When it comes to scoring a hot date, or a hot lay, is honesty really the best policy?
Imagine this: Finding out that some girls would much rather hear the awful truth from a guy’s mouth than the same old contrived, albeit polite, BS. Someone pinch me, I must be dreaming!
For Your Consideration: Last night at Thursday’s, while partaking in some lively Happy Hour debates about the agony and ecstasy of picking up girls, a female friend professed that it’s better for a guy to be upfront with his intentions, however shallow they may be, than to try to make a good, “job-interview-type” first impression (more on this friend a bit later).
In other words, telling a girl that you value her pretty pussy more than her pretty personality can actually take you further in the game of life sex.
Or can it?
Too Many Catch-22s
Whether you’re looking for the future mother of your children, or an hour at the nearest motel, timing is everything. Picking up a chick is more than just what you say, but WHEN you say it.
And that’s why one of the most frustrating double standards for bachelors in heat has always been the disclosing of intentions.

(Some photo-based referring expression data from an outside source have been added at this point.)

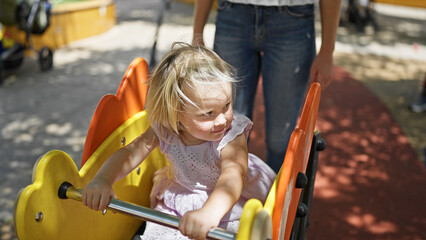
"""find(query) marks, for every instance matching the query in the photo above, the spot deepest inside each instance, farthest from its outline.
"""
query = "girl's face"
(210, 121)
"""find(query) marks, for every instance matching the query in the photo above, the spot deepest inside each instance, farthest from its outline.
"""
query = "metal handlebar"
(68, 191)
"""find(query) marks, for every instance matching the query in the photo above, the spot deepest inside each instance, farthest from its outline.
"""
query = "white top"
(274, 2)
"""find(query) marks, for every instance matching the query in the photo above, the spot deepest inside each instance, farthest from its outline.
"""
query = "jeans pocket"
(302, 11)
(223, 5)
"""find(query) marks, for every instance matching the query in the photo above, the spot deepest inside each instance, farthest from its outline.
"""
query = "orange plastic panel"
(112, 110)
(295, 161)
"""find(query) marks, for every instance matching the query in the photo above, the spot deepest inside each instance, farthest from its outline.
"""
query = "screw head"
(39, 217)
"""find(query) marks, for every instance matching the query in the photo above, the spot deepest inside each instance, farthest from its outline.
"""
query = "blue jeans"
(279, 43)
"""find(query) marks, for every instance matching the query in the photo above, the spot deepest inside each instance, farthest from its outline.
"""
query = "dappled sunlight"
(365, 175)
(370, 223)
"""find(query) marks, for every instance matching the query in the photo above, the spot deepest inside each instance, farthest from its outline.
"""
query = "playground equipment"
(46, 209)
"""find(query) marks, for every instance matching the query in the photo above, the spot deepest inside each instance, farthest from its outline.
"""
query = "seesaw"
(50, 207)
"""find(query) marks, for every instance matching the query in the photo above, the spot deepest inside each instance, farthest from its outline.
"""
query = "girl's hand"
(97, 194)
(196, 224)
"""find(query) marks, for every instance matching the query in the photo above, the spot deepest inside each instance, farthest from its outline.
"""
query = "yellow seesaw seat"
(117, 121)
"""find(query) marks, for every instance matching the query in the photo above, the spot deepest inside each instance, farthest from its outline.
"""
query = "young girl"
(211, 175)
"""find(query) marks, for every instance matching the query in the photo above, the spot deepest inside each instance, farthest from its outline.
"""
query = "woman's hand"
(196, 224)
(97, 194)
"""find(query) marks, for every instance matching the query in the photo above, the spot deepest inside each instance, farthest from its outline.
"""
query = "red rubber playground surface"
(370, 183)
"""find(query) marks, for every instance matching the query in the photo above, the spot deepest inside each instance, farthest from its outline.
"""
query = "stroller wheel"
(45, 58)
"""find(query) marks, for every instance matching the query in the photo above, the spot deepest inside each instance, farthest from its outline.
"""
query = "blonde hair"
(184, 66)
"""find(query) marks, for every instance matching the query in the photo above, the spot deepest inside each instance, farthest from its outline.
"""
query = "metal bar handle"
(68, 191)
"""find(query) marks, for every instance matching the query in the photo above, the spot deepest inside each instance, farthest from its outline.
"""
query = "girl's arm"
(97, 194)
(196, 224)
(201, 13)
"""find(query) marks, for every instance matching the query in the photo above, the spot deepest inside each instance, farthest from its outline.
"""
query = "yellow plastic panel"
(69, 219)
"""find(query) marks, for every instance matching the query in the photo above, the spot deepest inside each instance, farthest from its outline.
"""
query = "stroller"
(32, 16)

Case in point: If a guy says he’s only looking for short-term, non-manogamous fun—as soon as he meets the girl, mind you—he can come off as an over-eager creep who’s counting his condoms before they’re unwrapped. But if he lets a few dates go by and then pulls the “I Can’t Commit” card, he’s accused of wasting the girl’s time.

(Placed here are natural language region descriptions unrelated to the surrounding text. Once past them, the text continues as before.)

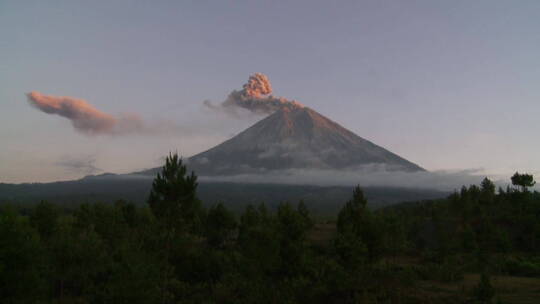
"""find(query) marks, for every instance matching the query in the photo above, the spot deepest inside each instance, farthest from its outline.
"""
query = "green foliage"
(44, 219)
(21, 266)
(484, 291)
(173, 199)
(523, 180)
(174, 251)
(220, 225)
(356, 221)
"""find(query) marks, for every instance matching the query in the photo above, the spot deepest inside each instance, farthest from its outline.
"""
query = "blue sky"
(446, 84)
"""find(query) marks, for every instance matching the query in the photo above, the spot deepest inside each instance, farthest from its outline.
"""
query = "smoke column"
(255, 97)
(83, 116)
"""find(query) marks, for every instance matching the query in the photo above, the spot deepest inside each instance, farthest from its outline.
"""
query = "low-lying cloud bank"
(439, 180)
(82, 164)
(84, 117)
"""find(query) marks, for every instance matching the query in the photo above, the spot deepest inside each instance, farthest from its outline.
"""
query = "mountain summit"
(295, 138)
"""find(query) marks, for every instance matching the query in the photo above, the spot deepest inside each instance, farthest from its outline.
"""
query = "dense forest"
(479, 245)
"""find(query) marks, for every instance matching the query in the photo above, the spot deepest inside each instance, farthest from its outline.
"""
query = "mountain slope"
(295, 138)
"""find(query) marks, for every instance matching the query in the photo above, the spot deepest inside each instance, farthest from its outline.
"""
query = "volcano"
(295, 138)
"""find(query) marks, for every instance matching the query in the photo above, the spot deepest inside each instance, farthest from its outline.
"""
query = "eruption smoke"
(255, 97)
(84, 117)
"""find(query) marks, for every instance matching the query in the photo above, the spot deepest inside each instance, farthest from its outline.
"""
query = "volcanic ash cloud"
(84, 117)
(255, 97)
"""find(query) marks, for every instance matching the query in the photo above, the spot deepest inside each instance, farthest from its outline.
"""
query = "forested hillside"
(479, 245)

For this reason, I was quick to point out last night that from the time a guy introduces himself, to when he asks the girl out for dinner an hour later, there’s no right time to tell her “I’m just a three-date kinda guy.”

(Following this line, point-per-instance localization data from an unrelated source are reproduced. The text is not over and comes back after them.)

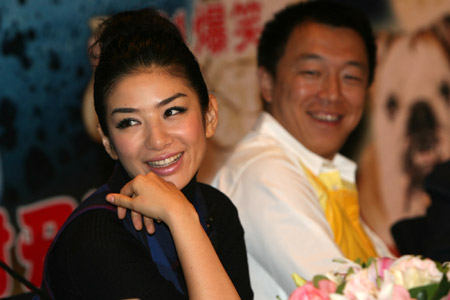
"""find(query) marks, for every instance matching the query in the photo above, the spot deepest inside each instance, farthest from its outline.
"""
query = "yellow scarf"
(339, 201)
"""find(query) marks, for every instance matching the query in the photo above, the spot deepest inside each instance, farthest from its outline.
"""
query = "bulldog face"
(411, 119)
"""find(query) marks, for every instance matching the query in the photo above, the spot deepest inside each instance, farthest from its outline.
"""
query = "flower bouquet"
(407, 277)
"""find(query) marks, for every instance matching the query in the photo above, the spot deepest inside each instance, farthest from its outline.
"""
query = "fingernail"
(110, 198)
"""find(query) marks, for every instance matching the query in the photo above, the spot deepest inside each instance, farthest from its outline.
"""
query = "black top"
(96, 257)
(429, 235)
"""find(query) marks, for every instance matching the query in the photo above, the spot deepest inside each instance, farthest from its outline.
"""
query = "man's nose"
(331, 88)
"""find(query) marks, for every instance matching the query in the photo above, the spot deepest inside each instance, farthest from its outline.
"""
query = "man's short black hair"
(277, 32)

But Wait! Can Some Girls Actually Handle the Truth?
Remember my female friend from Thursday’s? This was her reply to me:
“I was super attracted to this guy. Liked him a lot. But he was very upfront with me from the beginning. He said he wasn’t looking for anything serious…that he couldn’t commit to one person…and that even if we went out, he’d end up on cheating on me.
I respected him more because of his honesty. He put his cards on the table from the get-go. So we’d just see each other from time to time for innocent fun. It was great!”
And this immediately brought to mind two important questions: Where are all the other girls who think like this and where can guys find them?
The “One-Night” Exception…
Ah, the one-night-stands: That perfect-yet-rare moment when two bodies come together, figuratively speaking, and where both parties just want the same thing: no frills S-E-X.
In this heavenly scenario, it’d be perfectly acceptable to tell the girl that you don’t do dinners, poems or endless texting—or anything with her past the second week for that matter.
There’s just one problem. Finding these girls is not easy as you think. In some cases, it can make searching for the remains of Noah’s Ark look like a backyard Easter egg hunt.
That’s because, no matter how much they try to give off those independent, live-for-the-moment vibes, most girls are just waiting for Prince Charming to come sweep them off their feet and whisk them into a life of physical, emotional and (sometimes) financial security.
You tell a girl that you’re just looking to fuck, and you may as well have leprosy.
Where Do Dudes Go From Here?
I’m sure there are plenty of women out there who think like my aforementioned friend…that it’s better to let a girl know what she’s in for as soon as you meet.
But until more women accept the fact that “most” men are just horn-dogs in disguise, guys will continue to play the role of Mr. Romantic who’s looking for his soul mate. And women’s expectations, like their hearts, will continue to get bruised.